Smonster, I think those are explanations, but not necessarily excuses. I may not hold someone being treated for schizophrenia responsible for their actions, but that doesn't mean that I'll be passive if they have a delusional violent outburst either.
I also do not find the apology in the Unamerican Thread at all sincere, and it's retracted in the next sentence by Zoe continuing to argue her position.
I do believe the behavior in Unamerican warrants a warning.
Also I posted the request here and noted the request in Angel because I do think it's important to discuss it and not just backchannel.
Just FYI, I just emailed Zoe a link to the beginning of this conversation.
I'm with Nutty. Except that I find neither the responses in Unamerican that Jesse linked to, nor the continued "Gay is ICKY" argument, minor offenses.
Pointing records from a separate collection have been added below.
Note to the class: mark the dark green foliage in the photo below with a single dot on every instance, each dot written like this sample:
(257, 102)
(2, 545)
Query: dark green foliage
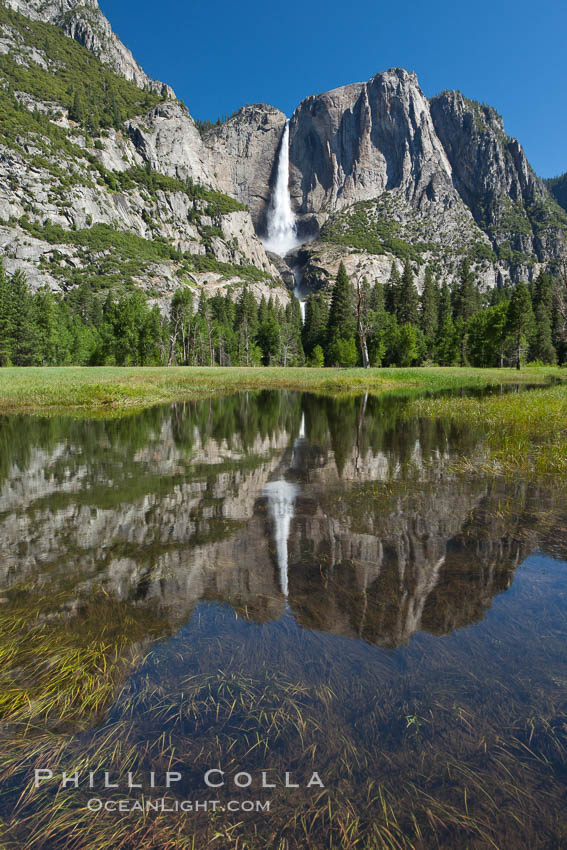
(316, 321)
(558, 188)
(95, 97)
(429, 311)
(358, 227)
(342, 324)
(408, 307)
(520, 320)
(542, 347)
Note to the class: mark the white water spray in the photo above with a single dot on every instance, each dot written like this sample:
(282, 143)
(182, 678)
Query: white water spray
(282, 232)
(281, 505)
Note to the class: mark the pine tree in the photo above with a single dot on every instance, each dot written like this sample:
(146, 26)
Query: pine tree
(6, 323)
(316, 320)
(408, 308)
(542, 346)
(342, 323)
(24, 328)
(520, 320)
(430, 310)
(392, 290)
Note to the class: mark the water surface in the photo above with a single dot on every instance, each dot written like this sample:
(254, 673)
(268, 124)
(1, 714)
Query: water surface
(281, 583)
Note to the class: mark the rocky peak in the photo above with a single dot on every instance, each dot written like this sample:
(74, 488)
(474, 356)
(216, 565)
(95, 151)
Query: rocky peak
(83, 21)
(355, 142)
(495, 180)
(243, 151)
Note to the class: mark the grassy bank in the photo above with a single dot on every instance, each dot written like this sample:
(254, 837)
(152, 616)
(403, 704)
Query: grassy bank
(525, 432)
(38, 389)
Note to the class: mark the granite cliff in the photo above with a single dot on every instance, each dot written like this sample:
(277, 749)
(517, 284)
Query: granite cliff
(378, 174)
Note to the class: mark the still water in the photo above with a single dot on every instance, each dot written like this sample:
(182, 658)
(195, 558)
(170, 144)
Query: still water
(299, 600)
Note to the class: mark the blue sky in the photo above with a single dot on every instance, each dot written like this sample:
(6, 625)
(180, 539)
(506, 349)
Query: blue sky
(221, 55)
I was wondering if we needed to tell Zoe to come here to speak in her own defense; I'm glad smonster and Jesse notified her.
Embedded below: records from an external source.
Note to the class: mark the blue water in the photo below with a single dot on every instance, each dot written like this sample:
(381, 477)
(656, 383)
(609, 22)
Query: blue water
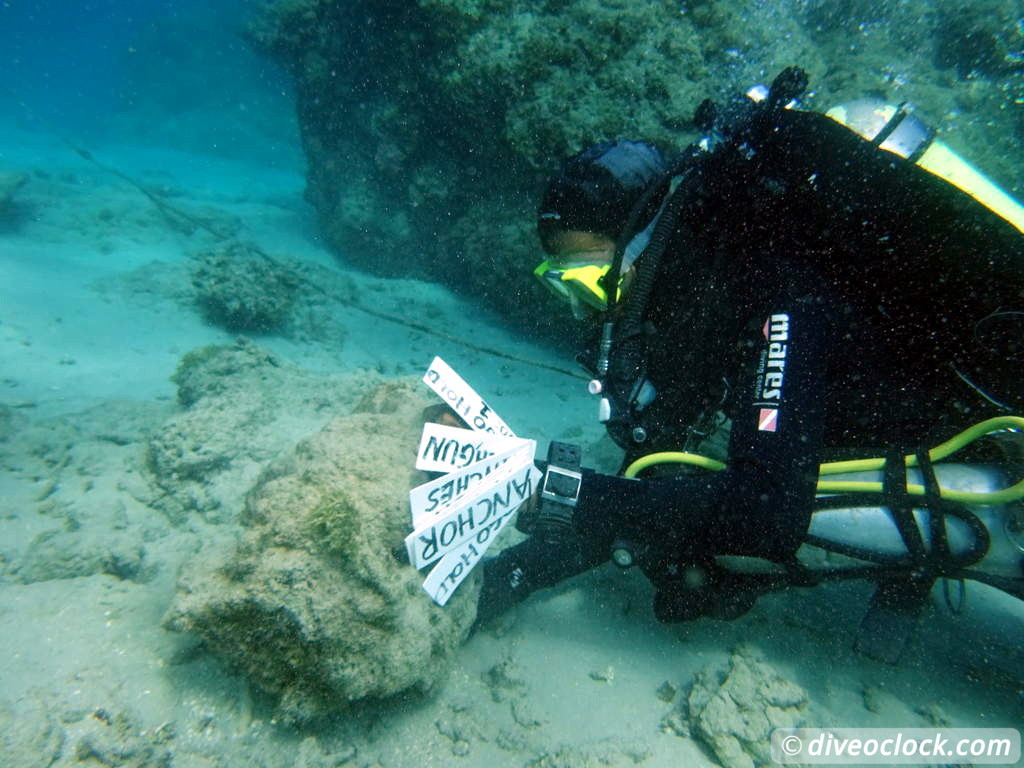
(178, 74)
(170, 95)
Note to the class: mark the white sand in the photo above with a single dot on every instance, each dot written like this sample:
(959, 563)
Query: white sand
(84, 369)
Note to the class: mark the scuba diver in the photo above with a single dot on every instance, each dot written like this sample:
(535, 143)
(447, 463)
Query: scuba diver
(830, 286)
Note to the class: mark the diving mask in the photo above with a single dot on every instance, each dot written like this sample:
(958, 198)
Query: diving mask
(580, 285)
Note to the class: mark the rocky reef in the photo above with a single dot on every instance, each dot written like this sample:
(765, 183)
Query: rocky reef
(311, 604)
(429, 126)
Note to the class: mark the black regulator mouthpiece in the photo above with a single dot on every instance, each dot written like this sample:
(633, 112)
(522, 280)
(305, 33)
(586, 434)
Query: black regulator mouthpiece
(738, 117)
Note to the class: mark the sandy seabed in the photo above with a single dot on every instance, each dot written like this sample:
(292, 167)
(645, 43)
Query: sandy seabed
(95, 314)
I agree with smonster's assessment of Zoe. Z
has
made some interesting and intelligent posts from time to time. There are others in which I honestly can't make heads or tails of what's being said. I also tend to read her reactions to questioning to be highly defensive. There's also something disquieting about the rigor with which she defends certain ideas or views. Remember the whole discussion about whether or not someone who was not "good" could be truly happy.
I do think a warning of some kind is needed, but perhaps not a BIG STOMPY "OR ELSE" kind of warning. Whatever is going on with Zoe, she clearly has trouble playing well with others. Sometimes, she's okay, and when she's okay, she's actually rather pleasant.
That said, there are times when her behavior can be very disruptive to the community as a whole, and can spark less-than-pleasant behavior in others. That situation must be dealt with, but I'm at a loss as to the
how
aspect of it.
Weighing in as a mostly non-participant. I've found Zoe's posts to be obnoxious, too, and strongly suspect that the rudeness I see aimed at her is a result of frustration on the part of certain posters. However, some people seem to want her here, so, unless or until the feelings of frustration becomes consensual among the entire community, I don't think that an official action is justified. I'd recommend to the frustrated either simply scrolling past her posts without reading them (i.e. the mental MARCIE) or taking it upon yourselves as individuals to discourage her continued involvement, which could mean taking a warning yourselves. Sympathy, though.
Without reading the whole thing, and only based on what I know of Zoe, I'm with hayden.
I am very much of the opinion that Zoe is not the sole element of the ongoing tension. Yes, some of her responses have been ill-considered, but other of her responses have been in response to what I perceive as provocation. This situation should never have gotten this far, and I am not going to go into how I think it could have been avoided, because that's irrelevant.
If warnings of any kind/level go out, I am of the firm belief that they shouldn't just go to Zoe, despite whatever apologies have gone out. And I don't like saying that, because I love so many of you, but I can't not say it.
smonster, I've read all of Zoe's past mentions of her mental health issues too, and I'm sure the people who are offended by her have as well. It may make a difference in her posting style, but it makes none at all to the effect she has on the community.
I don't know what to do either. But I think what we're seeing is people who started out going out of their way to make allowances for her behavior -- hence the lack of any discussion of official stompy warnings before now -- reaching the end of their ropes.